Miscellaneous Advice that applies to almost every Fortran compiler

  • There is a compiler option to enforce IMPLICIT NONE behavior, which you can use to identify problem routines without modifying them with the IMPLICIT NONE declaration first. This piece of advice won't seem meaningful until after the first time a build bombs because of an IMPLICIT NONE command inserted into a legacy routine. (What? Your code review didn't catch this? ;-)
  • There is a compiler option for array bounds checking, which can be useful when debugging Fortran 77 code.
  • Fortran 90 compilers should be able to compile almost all Fortran 77 code and even older Fortran code. Turn on the reporting options on your Fortran 90 compiler, run your legacy code through it and you will have a decent start on syntax checking. Some commercial Fortran 77 compilers are actually Fortran 90 compilers that are running in Fortran 77 mode, so this might be relatively trivial option twiddling for whatever build scripts you have.

I loved FORTRAN, I used to teach and code in it. Just wanted to throw that in. Haven't touched it in years.
I started out in COBOL, when I moved to FORTRAN I felt I was freed. Everything is relative, yeah? I'd second what has been said above - recognise that this is a PROCEDURAL language - no subtelties - so take it as you see it.
Probably frustrate you to start with.

I have used Fortran starting with the '66 version since 1967 (on an IBM 7090 with 32k words of memory). I then used PL/1 for some time, but later went back to Fortran 95 because it is ideally suited for the matrix/complex-number problems we have. I would like to add to the considerations that much of the convoluted structure of old codes is simply due to the small amount of memory available, forcing such thing like reusing a few lines of code via computed or assigned GOTOs. Another problem is optimization by defining auxiliary variables for every repeated subexpression - compilers simply did not optimize for that. In addition, it was not allowed to write DO i=1,n+1; you had to write n1=n+1; DO i=1,n1. In consequence old codes are overwhelmed with superfluous variables. When I rewrote a code in Fortran 95, only 10% of the variables survived. If you want to make the code more legible, I highly recommend looking for variables that can easily be eliminated.

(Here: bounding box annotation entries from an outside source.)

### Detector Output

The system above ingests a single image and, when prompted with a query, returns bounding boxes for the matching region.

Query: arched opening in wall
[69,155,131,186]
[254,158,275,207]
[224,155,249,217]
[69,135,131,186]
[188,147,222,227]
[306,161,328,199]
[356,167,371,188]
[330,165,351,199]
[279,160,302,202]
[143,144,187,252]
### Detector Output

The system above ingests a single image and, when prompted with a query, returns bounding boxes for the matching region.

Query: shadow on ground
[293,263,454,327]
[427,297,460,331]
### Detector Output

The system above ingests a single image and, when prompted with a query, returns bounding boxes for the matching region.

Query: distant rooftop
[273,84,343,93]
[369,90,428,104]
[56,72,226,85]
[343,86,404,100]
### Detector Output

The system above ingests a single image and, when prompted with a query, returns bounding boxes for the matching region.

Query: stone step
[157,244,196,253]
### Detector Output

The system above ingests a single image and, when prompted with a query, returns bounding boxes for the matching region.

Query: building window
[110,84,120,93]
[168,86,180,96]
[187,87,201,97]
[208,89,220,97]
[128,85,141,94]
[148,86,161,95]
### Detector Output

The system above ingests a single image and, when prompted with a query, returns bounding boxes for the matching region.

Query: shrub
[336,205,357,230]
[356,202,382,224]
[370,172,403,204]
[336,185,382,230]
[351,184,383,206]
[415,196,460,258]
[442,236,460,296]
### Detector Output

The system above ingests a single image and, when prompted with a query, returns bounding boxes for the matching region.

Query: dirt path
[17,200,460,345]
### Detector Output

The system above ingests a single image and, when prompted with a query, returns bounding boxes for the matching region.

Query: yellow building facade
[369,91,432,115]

Another thing I might mention is that for many years complex arithmetic and multidimensional arrays were highly inefficient. That is why you often find code rewritten to do complex calculations using only real variables, and matrices addressed with a single linear index.

I started on Fortran IV (WATFIV) on punch cards, and my early working years were VS FORTRAN v1 (IBM, Fortran 77 level). Lots of good advice in this thread.

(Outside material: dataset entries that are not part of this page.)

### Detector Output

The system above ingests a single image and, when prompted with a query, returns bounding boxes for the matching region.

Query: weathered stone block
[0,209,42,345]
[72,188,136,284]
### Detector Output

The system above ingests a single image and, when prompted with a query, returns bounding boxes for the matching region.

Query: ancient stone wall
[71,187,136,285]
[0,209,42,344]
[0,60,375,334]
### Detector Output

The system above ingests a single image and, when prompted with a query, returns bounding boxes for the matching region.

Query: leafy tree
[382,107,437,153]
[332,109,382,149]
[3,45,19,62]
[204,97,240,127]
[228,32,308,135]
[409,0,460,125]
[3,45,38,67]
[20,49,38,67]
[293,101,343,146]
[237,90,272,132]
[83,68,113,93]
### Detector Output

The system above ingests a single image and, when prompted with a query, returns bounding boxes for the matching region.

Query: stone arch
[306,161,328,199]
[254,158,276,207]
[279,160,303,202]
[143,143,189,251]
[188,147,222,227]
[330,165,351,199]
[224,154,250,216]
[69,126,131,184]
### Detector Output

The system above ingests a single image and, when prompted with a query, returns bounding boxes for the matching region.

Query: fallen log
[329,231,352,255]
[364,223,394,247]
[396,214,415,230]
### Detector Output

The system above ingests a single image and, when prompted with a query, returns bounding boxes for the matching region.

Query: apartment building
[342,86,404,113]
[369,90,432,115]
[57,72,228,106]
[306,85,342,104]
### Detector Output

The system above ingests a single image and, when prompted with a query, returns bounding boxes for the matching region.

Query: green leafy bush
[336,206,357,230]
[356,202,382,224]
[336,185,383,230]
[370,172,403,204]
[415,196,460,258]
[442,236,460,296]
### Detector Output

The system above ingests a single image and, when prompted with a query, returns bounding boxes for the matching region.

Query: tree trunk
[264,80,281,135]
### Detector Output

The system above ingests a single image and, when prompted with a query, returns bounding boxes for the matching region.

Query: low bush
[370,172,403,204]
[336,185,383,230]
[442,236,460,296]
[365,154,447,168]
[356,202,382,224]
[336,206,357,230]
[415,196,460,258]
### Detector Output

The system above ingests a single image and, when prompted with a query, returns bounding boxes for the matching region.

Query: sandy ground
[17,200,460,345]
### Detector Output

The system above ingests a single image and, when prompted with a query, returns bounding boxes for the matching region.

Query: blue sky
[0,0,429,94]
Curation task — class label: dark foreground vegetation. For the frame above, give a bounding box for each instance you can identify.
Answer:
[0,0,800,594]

I would add that you have to distinguish between things done to get the beast to run at all, versus things that "optimize" the code, versus things that are more readable and maintainable. I can remember dealing with VAX overlays in trying to get DOE simulation code to run on IBM with virtual memory (they had to be removed and the whole thing turned into one address space).

I would certainly start by carefully restructuring FORTRAN IV control structures to at least FORTRAN 77 level, with proper indentation and commenting. Try to get rid of primitive control structures like ASSIGN and COMPUTED GOTO and arithmetic IF, and of course, as many GOTOs as you can (using IF-THEN-ELSE-ENDIF). Definitely use IMPLICIT NONE in every routine, to force you to properly declare all variables (you wouldn't believe how many bugs I caught in other people's code -- typos in variable names). Watch out for "premature optimizations" that you're better off letting the compiler handle by itself.

If this code is to continue to live and be maintainable, you owe it to yourself and your successors to make it readable and understandable. Just be certain of what you are doing as you change the code! FORTRAN has lots of peculiar constructs that can easily trip up someone coming from the C side of the programming world. Remember than FORTRAN dates back to the mid-late '50s, when there was no such thing as a science of language and compiler design, just ad hoc hacking together of something (sorry, Dr. B!).